Life-table cohort retention matrix. For each cohort and period, computes at-risk count, events, censored, period retention rate, and cumulative retention.

Arguments:

  • period_boundaries — sorted time points defining period ends (e.g. [1, 3, 6, 12, 24]).

Returns a dict with keys:

  • period_boundaries — echo of input boundaries
  • cohorts — list of {cohort, n_total, n_events, periods} where each period is {n_at_risk, n_events, n_censored, retention_rate, cumulative_retention}
  • overall — same structure, all cohorts combined

nextstat.churn_compare(times, events, groups, *, conf_level=0.95, correction="benjamini_hochberg", alpha=0.05) -> dict

Pairwise segment comparison with log-rank tests, hazard ratio proxies, and multiple comparisons correction.

Arguments:

  • correction"benjamini_hochberg" (alias "bh") or "bonferroni".

Returns a dict with keys:

  • overall_chi_squared, overall_p_value, overall_df, alpha, n, n_events, correction_method
  • segments — list of {group, n, n_events, median, observed, expected}
  • pairwise — list of {group_a, group_b, chi_squared, p_value, p_adjusted, hazard_ratio_proxy, median_diff, significant}

nextstat.churn_uplift_survival(times, events, treated, *, covariates=[], horizon=12.0, eval_horizons=[3,6,12,24], trim=0.01) -> dict

Survival-native causal uplift: RMST, IPW-weighted Kaplan-Meier, and ΔS(t) at specified horizons.

Returns a dict with keys:

  • rmst_treated, rmst_control, delta_rmst, horizon, ipw_applied
  • arms — list of {arm, n, n_events, rmst, median}
  • survival_diffs — list of {horizon, survival_treated, survival_control, delta_survival}
  • overlap{n_total, n_after_trim, n_trimmed, mean_propensity, min_propensity, max_propensity, ess_treated, ess_control}

nextstat.churn_bootstrap_hr(times, events, covariates, names, *, n_bootstrap=1000, seed=42, conf_level=0.95, ci_method="percentile", n_jackknife=200) -> dict

Bootstrap hazard ratios via parallel Cox PH refitting.
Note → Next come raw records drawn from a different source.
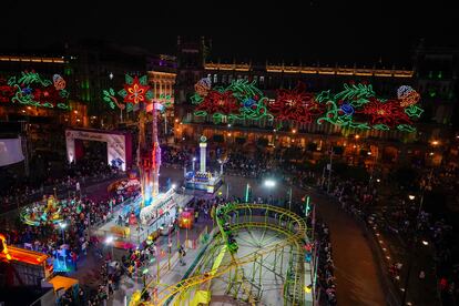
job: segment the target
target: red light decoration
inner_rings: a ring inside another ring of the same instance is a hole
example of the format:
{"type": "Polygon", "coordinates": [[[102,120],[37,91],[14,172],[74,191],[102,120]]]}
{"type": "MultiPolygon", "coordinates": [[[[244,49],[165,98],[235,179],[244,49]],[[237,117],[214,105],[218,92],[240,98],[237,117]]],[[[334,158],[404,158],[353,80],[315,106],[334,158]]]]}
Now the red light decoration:
{"type": "Polygon", "coordinates": [[[276,101],[268,109],[277,120],[310,123],[323,112],[324,104],[317,103],[314,94],[306,92],[306,86],[298,83],[293,90],[277,90],[276,101]]]}
{"type": "Polygon", "coordinates": [[[208,114],[221,113],[228,115],[239,112],[239,103],[232,91],[210,91],[195,112],[205,111],[208,114]]]}
{"type": "Polygon", "coordinates": [[[124,90],[126,92],[124,102],[139,104],[141,102],[146,102],[146,93],[149,92],[150,86],[143,85],[140,82],[139,76],[134,76],[131,84],[124,84],[124,90]]]}
{"type": "Polygon", "coordinates": [[[14,88],[10,86],[4,79],[0,79],[0,103],[11,102],[11,98],[14,95],[14,88]]]}
{"type": "Polygon", "coordinates": [[[385,124],[394,128],[399,124],[412,124],[410,118],[405,112],[405,109],[400,106],[400,101],[398,100],[381,102],[376,98],[370,98],[369,102],[364,104],[361,110],[356,111],[356,116],[358,114],[369,116],[371,125],[385,124]]]}

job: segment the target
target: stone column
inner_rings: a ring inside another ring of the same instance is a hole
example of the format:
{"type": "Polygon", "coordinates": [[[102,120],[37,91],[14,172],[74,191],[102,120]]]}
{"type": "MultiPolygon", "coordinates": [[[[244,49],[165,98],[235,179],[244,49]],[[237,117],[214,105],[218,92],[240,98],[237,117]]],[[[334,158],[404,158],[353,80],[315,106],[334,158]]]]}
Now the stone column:
{"type": "Polygon", "coordinates": [[[206,172],[206,149],[207,149],[207,139],[202,135],[200,140],[200,149],[201,149],[201,160],[200,160],[200,172],[206,172]]]}

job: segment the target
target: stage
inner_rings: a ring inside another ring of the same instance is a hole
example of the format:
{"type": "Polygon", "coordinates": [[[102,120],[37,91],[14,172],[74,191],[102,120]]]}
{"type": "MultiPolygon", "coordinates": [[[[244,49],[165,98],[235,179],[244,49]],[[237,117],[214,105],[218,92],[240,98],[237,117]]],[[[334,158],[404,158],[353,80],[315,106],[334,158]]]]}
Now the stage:
{"type": "Polygon", "coordinates": [[[125,224],[124,222],[120,225],[118,221],[120,214],[124,220],[125,215],[131,212],[131,207],[134,207],[134,210],[139,207],[141,198],[133,201],[131,204],[122,205],[113,213],[113,217],[109,222],[91,230],[91,236],[95,236],[100,241],[113,236],[114,247],[135,248],[150,235],[156,236],[160,232],[166,232],[169,224],[173,224],[178,214],[178,208],[185,207],[193,200],[193,196],[172,192],[163,194],[159,200],[159,202],[153,202],[152,205],[141,211],[140,218],[137,220],[143,222],[136,225],[125,224]]]}

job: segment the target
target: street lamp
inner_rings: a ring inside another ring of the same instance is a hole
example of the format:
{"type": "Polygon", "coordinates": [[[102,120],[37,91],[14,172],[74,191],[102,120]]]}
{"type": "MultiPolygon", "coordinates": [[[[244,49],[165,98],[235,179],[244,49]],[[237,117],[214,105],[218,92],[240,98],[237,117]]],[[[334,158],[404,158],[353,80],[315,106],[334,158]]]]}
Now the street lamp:
{"type": "Polygon", "coordinates": [[[67,223],[63,223],[63,222],[59,223],[59,227],[61,227],[61,230],[62,230],[62,244],[65,244],[65,234],[64,234],[64,230],[65,230],[65,227],[67,227],[67,223]]]}
{"type": "Polygon", "coordinates": [[[195,165],[194,165],[195,161],[196,161],[196,157],[193,157],[193,177],[194,177],[194,171],[195,171],[195,165]]]}
{"type": "MultiPolygon", "coordinates": [[[[268,178],[264,182],[264,185],[267,188],[274,188],[276,186],[276,181],[268,178]]],[[[272,194],[269,195],[272,196],[272,194]]]]}
{"type": "Polygon", "coordinates": [[[268,178],[268,180],[265,181],[264,184],[265,184],[266,187],[272,188],[276,185],[276,181],[268,178]]]}
{"type": "Polygon", "coordinates": [[[106,245],[110,245],[110,246],[112,247],[112,261],[114,259],[114,256],[113,256],[113,242],[114,242],[113,236],[108,236],[108,237],[105,238],[105,244],[106,244],[106,245]]]}
{"type": "MultiPolygon", "coordinates": [[[[432,172],[430,172],[430,175],[429,175],[429,182],[428,182],[429,186],[430,186],[431,178],[432,178],[432,172]]],[[[424,192],[425,192],[425,190],[422,188],[422,192],[421,192],[421,195],[420,195],[420,198],[419,198],[419,208],[418,208],[418,215],[417,215],[417,218],[416,218],[417,222],[416,222],[415,235],[412,237],[411,245],[410,245],[411,254],[410,254],[409,259],[408,259],[408,271],[407,271],[407,276],[406,276],[406,279],[405,279],[405,286],[404,286],[405,290],[404,290],[404,295],[401,297],[401,305],[405,305],[406,299],[407,299],[407,292],[408,292],[408,285],[409,285],[409,277],[411,275],[412,262],[415,261],[415,256],[417,255],[418,233],[419,233],[419,230],[420,230],[420,214],[422,212],[422,204],[424,204],[424,192]]],[[[410,194],[410,195],[408,195],[408,198],[414,201],[416,198],[416,196],[410,194]]],[[[427,241],[424,241],[424,239],[422,239],[421,243],[424,245],[429,244],[427,241]]]]}

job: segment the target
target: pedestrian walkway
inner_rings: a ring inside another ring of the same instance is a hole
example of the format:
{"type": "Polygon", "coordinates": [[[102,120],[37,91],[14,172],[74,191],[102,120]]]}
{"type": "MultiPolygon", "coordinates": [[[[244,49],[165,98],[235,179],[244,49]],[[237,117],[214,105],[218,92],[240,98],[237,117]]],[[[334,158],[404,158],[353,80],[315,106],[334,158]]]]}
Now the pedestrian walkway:
{"type": "MultiPolygon", "coordinates": [[[[145,274],[145,283],[147,284],[149,293],[152,294],[154,287],[157,284],[157,266],[160,266],[160,286],[159,292],[164,289],[166,286],[173,285],[182,280],[183,276],[188,272],[190,267],[192,266],[193,262],[202,251],[204,245],[195,244],[193,247],[193,241],[198,239],[198,235],[205,230],[207,226],[208,232],[212,231],[212,221],[198,222],[195,223],[195,227],[188,231],[188,243],[184,243],[186,236],[186,230],[180,230],[178,238],[183,245],[186,245],[186,256],[184,257],[185,265],[181,265],[178,263],[178,253],[177,253],[177,235],[173,235],[172,239],[172,249],[173,253],[171,256],[164,254],[160,256],[160,265],[157,265],[156,261],[153,261],[146,268],[147,273],[145,274]]],[[[160,237],[159,239],[159,248],[165,251],[167,248],[167,237],[160,237]]],[[[161,251],[160,251],[161,252],[161,251]]],[[[145,269],[145,268],[143,268],[145,269]]],[[[123,276],[120,288],[115,290],[114,295],[111,296],[108,300],[108,305],[113,306],[124,306],[125,303],[130,300],[132,294],[136,290],[142,290],[144,287],[142,276],[133,276],[128,277],[123,276]]]]}

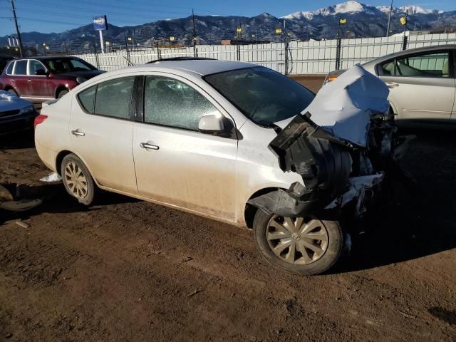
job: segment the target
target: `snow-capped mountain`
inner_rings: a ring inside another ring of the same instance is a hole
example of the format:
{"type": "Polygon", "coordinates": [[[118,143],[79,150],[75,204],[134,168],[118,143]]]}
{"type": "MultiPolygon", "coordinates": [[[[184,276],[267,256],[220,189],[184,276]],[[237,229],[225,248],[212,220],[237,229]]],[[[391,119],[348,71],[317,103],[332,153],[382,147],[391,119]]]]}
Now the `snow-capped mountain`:
{"type": "Polygon", "coordinates": [[[366,5],[358,1],[349,1],[336,5],[323,7],[314,11],[294,12],[282,16],[284,19],[296,19],[306,18],[311,20],[315,16],[332,16],[342,14],[353,14],[356,13],[366,13],[367,14],[378,14],[379,10],[373,6],[366,5]]]}
{"type": "MultiPolygon", "coordinates": [[[[218,44],[222,39],[232,39],[239,25],[242,28],[242,39],[278,41],[280,36],[276,29],[283,27],[284,19],[291,39],[333,38],[338,31],[338,17],[347,19],[341,30],[343,38],[378,37],[385,34],[389,11],[387,6],[375,7],[348,1],[313,11],[294,12],[281,18],[267,12],[252,17],[195,16],[195,24],[200,44],[218,44]]],[[[404,26],[400,25],[399,19],[405,11],[408,14],[408,29],[443,31],[456,28],[456,11],[443,12],[410,5],[393,7],[390,34],[403,32],[404,26]]],[[[113,45],[123,44],[125,36],[132,36],[135,43],[150,46],[157,39],[160,44],[166,44],[168,37],[172,36],[176,37],[176,43],[188,45],[193,42],[192,29],[192,17],[188,16],[134,26],[111,24],[105,32],[105,38],[113,45]]],[[[68,48],[78,51],[81,47],[93,48],[93,42],[98,39],[97,33],[89,24],[61,33],[24,32],[21,36],[25,45],[39,46],[46,42],[62,51],[68,48]]],[[[7,43],[7,37],[0,37],[0,46],[7,43]]]]}

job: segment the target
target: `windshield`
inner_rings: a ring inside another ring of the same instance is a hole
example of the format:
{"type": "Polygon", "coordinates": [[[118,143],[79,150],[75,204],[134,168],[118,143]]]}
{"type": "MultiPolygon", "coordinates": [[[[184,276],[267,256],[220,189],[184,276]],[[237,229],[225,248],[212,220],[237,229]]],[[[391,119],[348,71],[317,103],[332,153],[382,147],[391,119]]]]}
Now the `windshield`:
{"type": "Polygon", "coordinates": [[[46,63],[48,69],[54,73],[96,70],[95,66],[78,58],[56,58],[43,61],[46,63]]]}
{"type": "Polygon", "coordinates": [[[315,95],[262,66],[209,75],[206,81],[253,122],[264,126],[301,113],[315,95]]]}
  • ci_method: "percentile" (default) or "bca".
  • n_jackknife: number of leave-one-out fits for BCa acceleration (used when ci_method="bca").

Returns a dict with keys:

  • names, hr_point, hr_ci_lower, hr_ci_upper
  • n_bootstrap, n_jackknife_requested, n_jackknife_attempted, n_converged, elapsed_s
  • ci_method_requested, ci_method_effective
  • ci_diagnostics (per coefficient): requested_method, effective_method, z0, acceleration, alpha fields, counts, and fallback_reason.

nextstat.churn_ingest(times, events, *, groups=None, treated=None, covariates=[], covariate_names=[], observation_end=None) -> dict

Validate and ingest raw customer arrays into a clean churn dataset. Drops rows with invalid/missing times, applies observation-end censoring cap.

Returns a dict with keys: n, n_events, times, events, groups, treated, covariates, covariate_names, n_dropped, warnings.

CLI parity

The CLI mirrors the core workflows for HEP (fit/hypotest/scan/limits), time series, survival, and churn analysis. See docs/references/cli.md.